Bold has it's place and you used it well. I see no reason for you to stop.

It might have been taken mistakenly (all CAPS is shouting in typing ;) ) by some in that one case but I think even Jeff was just joking in the last few. I'm only guessing from the "wink" though, maybe I'm mistaken now.

There's all kinds of helpful techniques to try to get the message across in written form. You explained yourself (not that I mistook your emphasis) and that should be good enough. A couple jabs in jest, fine. Some of us chuckled (well, one of us anyway :) the first time) but I think it's time to move on.
 
I'm not really into comics and I only looked at this one because of the deteriorating tone of the comments and I wondered what all the fuss was about.

My 2Cr:

I like it. There are limits on what you can do in 8 pages of pictures and speech bubbles, and I think it is well-presented and a good attempt to portray the difficult, often ambiguous and controversial, and sometimes downright contradictory universe of Traveller.

Real space flight is boring, Space-opera is exciting, the Traveller rules are a mechanistic compromise between the two. You can't afford a compromise between exciting and boring in a comic book, like you can in several hours of a game, so if something has to give, it must be the pedantry.
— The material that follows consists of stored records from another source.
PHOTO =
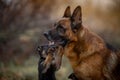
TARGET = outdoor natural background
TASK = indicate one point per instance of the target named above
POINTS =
(22, 23)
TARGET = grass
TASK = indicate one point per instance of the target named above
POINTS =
(29, 70)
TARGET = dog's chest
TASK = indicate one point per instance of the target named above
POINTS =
(69, 51)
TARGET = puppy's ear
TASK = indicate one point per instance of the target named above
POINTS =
(67, 12)
(77, 15)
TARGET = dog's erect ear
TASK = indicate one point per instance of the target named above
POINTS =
(67, 12)
(77, 15)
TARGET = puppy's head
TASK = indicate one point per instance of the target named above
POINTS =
(44, 50)
(66, 27)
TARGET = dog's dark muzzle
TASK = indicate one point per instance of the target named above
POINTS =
(53, 36)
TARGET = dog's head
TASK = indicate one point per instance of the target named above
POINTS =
(66, 28)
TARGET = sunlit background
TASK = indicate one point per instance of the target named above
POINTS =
(22, 23)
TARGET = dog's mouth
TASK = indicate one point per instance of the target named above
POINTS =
(55, 39)
(57, 42)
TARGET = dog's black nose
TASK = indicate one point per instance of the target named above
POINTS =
(45, 33)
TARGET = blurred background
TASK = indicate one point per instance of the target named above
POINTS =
(22, 23)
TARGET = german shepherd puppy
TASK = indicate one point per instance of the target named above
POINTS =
(46, 65)
(90, 56)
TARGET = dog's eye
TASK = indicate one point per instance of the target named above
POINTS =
(61, 29)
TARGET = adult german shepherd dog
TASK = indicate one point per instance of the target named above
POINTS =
(90, 56)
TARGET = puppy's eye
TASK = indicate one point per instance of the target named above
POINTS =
(39, 48)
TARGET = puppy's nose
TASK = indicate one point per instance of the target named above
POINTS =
(45, 33)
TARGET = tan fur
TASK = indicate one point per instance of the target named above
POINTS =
(88, 54)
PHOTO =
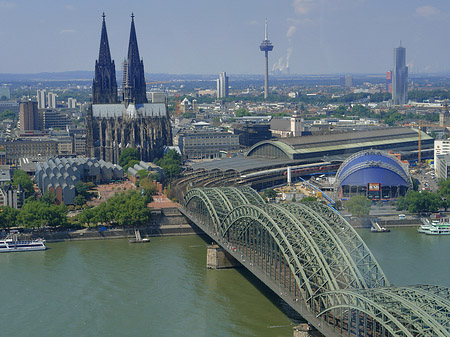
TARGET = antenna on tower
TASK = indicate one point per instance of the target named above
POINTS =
(266, 32)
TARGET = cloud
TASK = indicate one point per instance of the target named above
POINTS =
(303, 7)
(67, 31)
(426, 11)
(7, 4)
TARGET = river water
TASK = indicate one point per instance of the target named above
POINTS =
(113, 288)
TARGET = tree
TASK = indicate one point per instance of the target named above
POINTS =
(21, 178)
(128, 154)
(171, 164)
(131, 163)
(270, 193)
(79, 200)
(359, 206)
(8, 216)
(306, 199)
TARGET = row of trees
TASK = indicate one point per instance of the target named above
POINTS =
(35, 213)
(124, 209)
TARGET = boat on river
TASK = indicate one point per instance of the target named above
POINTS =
(12, 244)
(434, 227)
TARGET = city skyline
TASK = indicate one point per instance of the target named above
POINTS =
(312, 37)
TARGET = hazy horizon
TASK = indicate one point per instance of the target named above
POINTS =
(313, 37)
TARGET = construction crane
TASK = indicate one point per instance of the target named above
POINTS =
(158, 82)
(421, 125)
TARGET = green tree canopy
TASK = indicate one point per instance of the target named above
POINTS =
(38, 213)
(171, 164)
(420, 202)
(359, 205)
(8, 216)
(21, 178)
(128, 154)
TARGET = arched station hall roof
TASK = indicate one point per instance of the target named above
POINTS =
(372, 166)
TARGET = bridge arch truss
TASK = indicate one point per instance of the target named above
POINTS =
(312, 254)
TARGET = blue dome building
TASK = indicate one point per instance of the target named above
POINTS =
(372, 173)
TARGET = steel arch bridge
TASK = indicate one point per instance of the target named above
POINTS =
(310, 255)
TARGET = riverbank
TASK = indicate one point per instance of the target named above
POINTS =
(165, 222)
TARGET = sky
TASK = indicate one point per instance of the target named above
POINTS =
(211, 36)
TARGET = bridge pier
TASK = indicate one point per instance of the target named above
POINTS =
(306, 330)
(218, 258)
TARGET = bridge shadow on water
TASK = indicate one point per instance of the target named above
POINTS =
(273, 297)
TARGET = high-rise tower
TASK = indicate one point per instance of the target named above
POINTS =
(134, 88)
(266, 46)
(400, 77)
(222, 85)
(104, 87)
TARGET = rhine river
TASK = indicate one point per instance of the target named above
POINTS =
(162, 288)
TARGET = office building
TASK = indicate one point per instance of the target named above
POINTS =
(51, 100)
(222, 85)
(41, 97)
(71, 103)
(28, 115)
(400, 77)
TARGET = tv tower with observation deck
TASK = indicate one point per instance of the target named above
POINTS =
(266, 46)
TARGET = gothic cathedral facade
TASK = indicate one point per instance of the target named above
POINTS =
(114, 123)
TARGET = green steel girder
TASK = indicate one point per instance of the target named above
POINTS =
(369, 268)
(331, 266)
(347, 300)
(436, 306)
(257, 215)
(199, 194)
(300, 250)
(345, 270)
(252, 196)
(413, 317)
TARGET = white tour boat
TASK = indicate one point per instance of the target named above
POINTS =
(12, 244)
(434, 227)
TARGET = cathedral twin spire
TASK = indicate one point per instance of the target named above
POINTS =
(104, 88)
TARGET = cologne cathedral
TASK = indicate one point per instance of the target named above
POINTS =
(115, 123)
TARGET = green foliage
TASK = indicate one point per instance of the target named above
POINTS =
(131, 163)
(125, 209)
(79, 200)
(143, 173)
(38, 213)
(8, 217)
(21, 178)
(359, 206)
(241, 112)
(270, 193)
(306, 199)
(419, 202)
(171, 164)
(82, 189)
(128, 154)
(49, 197)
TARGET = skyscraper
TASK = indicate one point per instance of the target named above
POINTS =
(41, 96)
(266, 46)
(112, 125)
(51, 100)
(400, 77)
(222, 85)
(28, 115)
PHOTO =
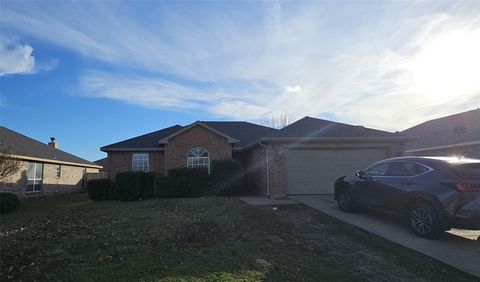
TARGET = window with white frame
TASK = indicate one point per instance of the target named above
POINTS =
(140, 162)
(198, 158)
(58, 171)
(34, 177)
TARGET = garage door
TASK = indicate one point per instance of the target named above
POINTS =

There is nothing there IIRC to suggest that the pilot isn't making an emergency jump way too close to the planet. The alternative is getting shot at all the way out to the 100D limit. What would you* do? And of course, a comic is by definition 'cinematic', so they have every chance of avoiding a mis-jump consequence.
If this is the case, those small ships might have only just emerged from the sensor-clutter of the planet.

I'm happy to put the anti-missile 'jinking' down to an artistic representation of Maneuver-Evade, though I have to say I'm less happy with the non-detction and evasion of the big ship. That did seem a little contrived, and I'm not sure what was supposed to be going on there. It could have been 'sitting cold', but...

On the whole, I think it's as good as any comic can expect to be, and there's more to Traveller than the mechanics of ship movement.

Bill brought up a few good points from a gamer's perspective, but I think the main thing to extract from his comments is to maintain an awareness of how your story would play out in a game and steer as close to that as the medium will allow.

I'd give it 8/10. Pretty darn good for a comic, but with room to improve.
Keep up the good work. :)

*I'm not afraid of using bold. It provides necessary emphasis.